Wraz z 1 września rozpoczęła się nowa epoka w historii polskiej oświaty. Zaczęło się wygaszanie gimnazjów, wróciły za to 7 i 8 klasy. Takie zmiany ciągną za sobą też spore skutki – dla uczniów, nauczycieli, szkół, ale też samorządów. Dla tych ostatnich przede wszystkim finansowe. O szczegóły postanowili zapytać magistrat radni Platformy Obywatelskiej.
- To będzie kosztowało nie mało bo z moich wyliczeń około 5 mln zł, z czego subwencja z ministerstwa to 1/5. Czyli koło 4 mln pójdzie z budżetu miasta na dostosowanie szkół – mówi Marek Jerzy Chojnowski, wiceprzewodniczący rady miasta z PO. - Chciałem znaleźć jakieś uzasadnienie dla tego wydatku i nie znalazłem.

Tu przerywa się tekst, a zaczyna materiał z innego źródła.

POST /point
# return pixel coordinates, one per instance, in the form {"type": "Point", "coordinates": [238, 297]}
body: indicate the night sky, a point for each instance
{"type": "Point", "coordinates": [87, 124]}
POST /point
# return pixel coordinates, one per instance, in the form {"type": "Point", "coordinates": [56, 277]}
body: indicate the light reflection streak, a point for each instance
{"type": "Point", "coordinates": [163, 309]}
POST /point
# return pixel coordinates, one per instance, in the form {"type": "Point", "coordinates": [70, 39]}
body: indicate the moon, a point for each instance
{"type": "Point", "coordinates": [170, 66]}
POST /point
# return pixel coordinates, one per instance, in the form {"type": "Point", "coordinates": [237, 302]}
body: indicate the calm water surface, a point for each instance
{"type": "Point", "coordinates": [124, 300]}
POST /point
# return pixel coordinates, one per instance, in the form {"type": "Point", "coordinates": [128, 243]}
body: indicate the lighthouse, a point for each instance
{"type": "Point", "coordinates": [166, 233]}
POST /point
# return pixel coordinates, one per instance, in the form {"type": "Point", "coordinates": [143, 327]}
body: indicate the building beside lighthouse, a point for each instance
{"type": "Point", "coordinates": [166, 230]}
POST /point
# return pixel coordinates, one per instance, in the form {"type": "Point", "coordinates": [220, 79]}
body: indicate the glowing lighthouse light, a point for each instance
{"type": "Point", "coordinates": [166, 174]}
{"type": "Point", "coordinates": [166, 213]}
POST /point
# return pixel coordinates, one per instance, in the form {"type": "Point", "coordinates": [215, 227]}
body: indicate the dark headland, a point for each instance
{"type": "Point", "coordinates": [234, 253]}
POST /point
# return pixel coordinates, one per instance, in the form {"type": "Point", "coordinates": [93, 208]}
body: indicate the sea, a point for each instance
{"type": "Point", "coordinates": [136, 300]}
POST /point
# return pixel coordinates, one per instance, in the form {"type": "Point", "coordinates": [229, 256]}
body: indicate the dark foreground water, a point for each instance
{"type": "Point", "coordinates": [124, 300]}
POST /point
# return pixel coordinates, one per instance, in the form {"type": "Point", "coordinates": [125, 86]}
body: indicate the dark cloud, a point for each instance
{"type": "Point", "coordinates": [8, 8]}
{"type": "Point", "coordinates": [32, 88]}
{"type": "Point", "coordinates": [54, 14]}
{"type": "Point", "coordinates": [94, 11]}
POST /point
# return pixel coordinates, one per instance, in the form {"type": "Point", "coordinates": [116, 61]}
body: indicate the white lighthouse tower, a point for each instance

Mniej miejsc, w gorszych warunkach, gorszy komfort w nauce, wyniki już wcześniej były świetne, nauczyciele będą musieli pracować na kilku etatach.
Radni PO chcą także wiedzieć, czy miasto zamierza się ubiegać o zwrot kosztów reformy od Ministerstwa Edukacji. Przypominają bowiem, że minister Anna Zalewska mówiła o reformie jako o bezkosztowej dla samorządów i deklarowała, że w budżecie państwa są zabezpieczone środki na to, żeby pokryć wszystkie niezbędne wydatki z nią związane.
- Pytamy prezydenta kiedy i o jaką kwotę będzie wnioskował do ministerstwa, żeby nam te środki zwrócili – mówi Maciej Biernacki. - My chcemy wysłać pani minister jasny sygnał, oddajcie nam nasze pieniądze. To są pieniądze białostoczan i nie mają one służyć temu, żeby pani minister przeprowadzała swoje reformy, które niekoniecznie zmierzają w dobrym kierunku.
Przedstawiciele Platformy liczą, że uzyskają odpowiedź na swoje pytania podczas najbliższej sesji, która jest zaplanowana na 25 września. Poza kwestiami finansowymi interesują ich także kwestie organizacyjne, takie jak to, w ilu szkołach panuje dwuzmianowość czy sprawa podręczników dla siódmoklasistów, które podobno są jeszcze niedostępne.